Today is Veterans’ Day, and in just a short time these Marines (scroll down right side to photo, then click “Enlarge”) will be veterans. I can’t look at their picture without tears coming to my eyes.


I’m so proud. Our troops have done a superb job in Fallujah–and so far we have lost just 11 of them. Now, and thanks to you, Marines, no terrorist fanatic will ever ever, ever again murder our citizens and kick the bodies and burn them and hang the charred sticks from a Fallujah bridge. That will never again be–and so Fallujah will go down in history with Iwo Jima and the many other days of battle on which our Marines and our other brave military men and women defended their country and ours and their freedoms and ours. What a great day to celebrate.

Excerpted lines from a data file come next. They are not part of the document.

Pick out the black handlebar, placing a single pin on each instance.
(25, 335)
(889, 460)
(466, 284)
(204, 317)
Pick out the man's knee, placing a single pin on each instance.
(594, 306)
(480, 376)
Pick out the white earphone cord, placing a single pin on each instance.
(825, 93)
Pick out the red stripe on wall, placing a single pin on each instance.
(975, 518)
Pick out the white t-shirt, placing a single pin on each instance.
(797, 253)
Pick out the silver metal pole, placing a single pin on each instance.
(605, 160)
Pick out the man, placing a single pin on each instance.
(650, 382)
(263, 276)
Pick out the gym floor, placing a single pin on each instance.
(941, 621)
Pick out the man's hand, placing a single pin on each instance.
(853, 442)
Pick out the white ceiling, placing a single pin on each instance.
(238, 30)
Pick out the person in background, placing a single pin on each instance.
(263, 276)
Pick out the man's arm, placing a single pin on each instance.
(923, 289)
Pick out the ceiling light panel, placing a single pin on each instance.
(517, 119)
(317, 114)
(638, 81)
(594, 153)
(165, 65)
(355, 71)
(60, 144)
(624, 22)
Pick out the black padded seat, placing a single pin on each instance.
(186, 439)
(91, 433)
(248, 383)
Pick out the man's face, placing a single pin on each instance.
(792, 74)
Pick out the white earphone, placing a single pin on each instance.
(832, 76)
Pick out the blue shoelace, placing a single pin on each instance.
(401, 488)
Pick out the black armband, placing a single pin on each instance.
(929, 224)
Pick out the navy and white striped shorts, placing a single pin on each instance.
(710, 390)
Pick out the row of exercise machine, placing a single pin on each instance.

I don’t have the words to express my feelings, but Shakespeare did. So I’ve taken these lines from “Henry V,” Act IV, Scene III, posted today in Peggy Noonan’s column for the Wall Street Journal. She’s using them to writing about President Bush’s victory last week. I’m using them to write about yesterday’s victory. They speak for themselves:


This day is call’d the feast of Crispian:
He that outlives this day, and comes safe home,
Will stand a tip-toe when this day is named,
And rouse him at the name of Crispian.
He that shall live this day, and see old age,
Will yearly on the vigil feast his neighbors.
And say, “These wounds I had on Crispin’s day.”
Old men forget; yet all shall be forget,
But he’ll remember with advantages
What feats he did that day: then shall our names,
Familiar in his mouth as household words,
Harry the King, Bedford and Exeter
Warwick and Talbot, Salisbury and Gloucester,
Be in their flowing cups freshly remember’d.
This story shall the good man teach his son;
And Crispin Crispian shall ne’er go by,
From this day to the ending of the world,
But we in it shall be remembered;
We few, we happy few, we band of brothers;
For he to-day that sheds his blood with me
Shall be my brother; be he ne’er so vile,
This day shall gentle his condition:
And gentlemen in England now a-bed
Shall think themselves accursed they were not here,
And hold their manhoods cheap while any speaks
That fought with us upon Saint Crispin’s day.


This Veterans’ Day is yours, band of brothers.